Lo que pasó a continuación es fácil de imaginar. Vanin se dejó enterrar. Pasaron diez minutos, media hora. Empezamos a preocuparnos, pero nadie hizo nada ¿Absurdo? No. Vanin se había sumergido decenas de veces antes. Nosotros también lo habíamos hecho. Tenía aire para varias horas y en la orilla había dos chicas. Era natural que esta vez quisiera lucirse, aguantar más ¿Qué papel hubiéramos hecho si nos metemos a buscarle y él sale riéndose como si tal cosa?

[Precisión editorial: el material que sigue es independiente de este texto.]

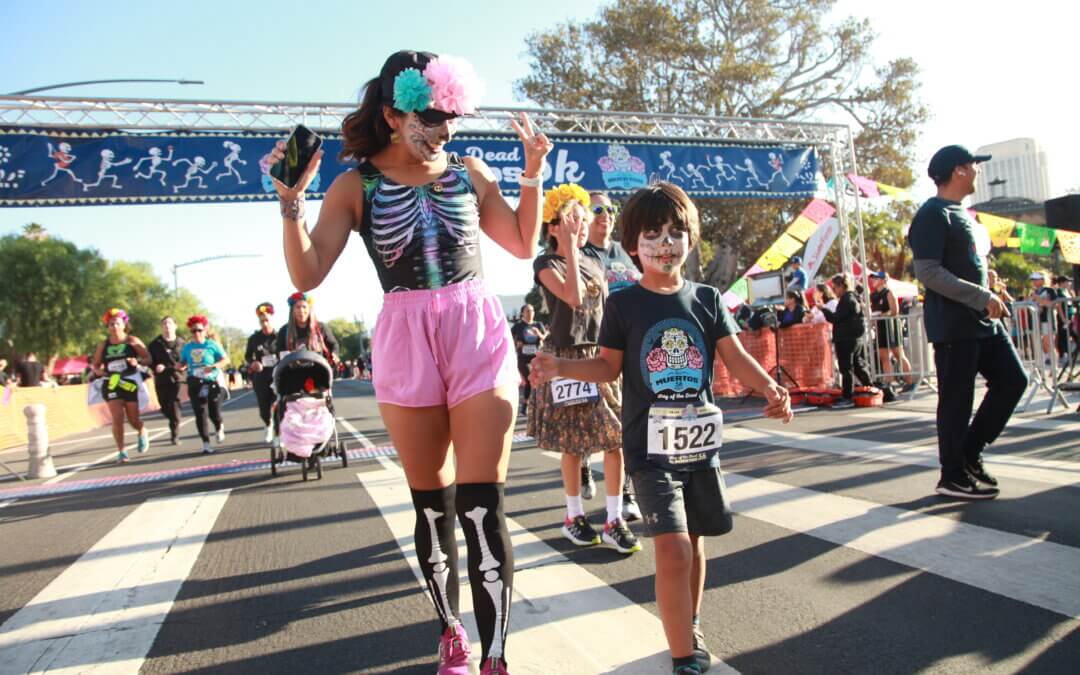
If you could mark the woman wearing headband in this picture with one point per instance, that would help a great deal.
(204, 358)
(118, 359)
(261, 356)
(305, 332)
(445, 369)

El tiempo siguió pasando ¡Maldito temor al ridículo!
Por fin nos decidimos a metemos en la arena y ver que pasaba, pero les dijimos a los demás que íbamos a bañamos también En estas conmociones teníamos que buscar a Vanin con disimulo. Huelga decir que no lo encontramos.

Entonces nos despojamos de nuestro amor propio y quien no haya cavado légamo en un pantano no puede llegar a imaginarse lo que fue aquello.
Dimos con Vanin cuando cesó el oleaje y la arena recobró su densidad. Se había asfixiado. Las olas lo arrastraron debajo de una peña, y no pudo salir porque el mismo oleaje se lo impidió.
¿Fue esto una casualidad estúpida, que lo mismo hubiera podido ser fatal para cualquiera de nosotros?
Estúpida, quizá. Pero en el hecho de que la primera victima de Marte fuera Vanin veo una cierta lógica. Debajo de las olas el peligro nos acechaba a todos, pero quien más probabilidades tenía de caer en la trampa era Vanin, por ser él quien con más frecuencia y más decisión que todos los demás juntos se metía en las olas. Se metía para convencerse de que no era un cobarde. Se metía porque los bisoños veían en esto audacia. Sin embargo, era una intrepidez falsa; una intrepidez basada en la seguridad de que no había peligro. Y el valor y el engaño son cosas que se eliminan mutuamente. Por eso fue tan absurdo y necio su fin.
Puede que mi explicación de lo ocurrido le parezca errónea a alguien. No pienso discutirlo. A veces una serie de acontecimientos que inducen a una persona a obrar de cierta manera determinada pueden interpretarse de formas diversas.

Aquí no se trata de eso. Ahora estoy mirando el oleaje, viendo cómo se suceden las pesadas olas que nada reflejan, y pensando. Ahora nadie se baña. Pero cuando Marte sea hecho habitable, se bañarán, de ello no cabe ninguna duda. Poco a poco todo irá entrando en equilibrio, todo se sabrá, y en cada parcela de este planeta existirá una demarcación clara entre el peligro y la seguridad, entre la audacia y la cobardía, entre la fanfarronería y el valor. ¿Será posible que en adelante también se necesite para esto un Vanin?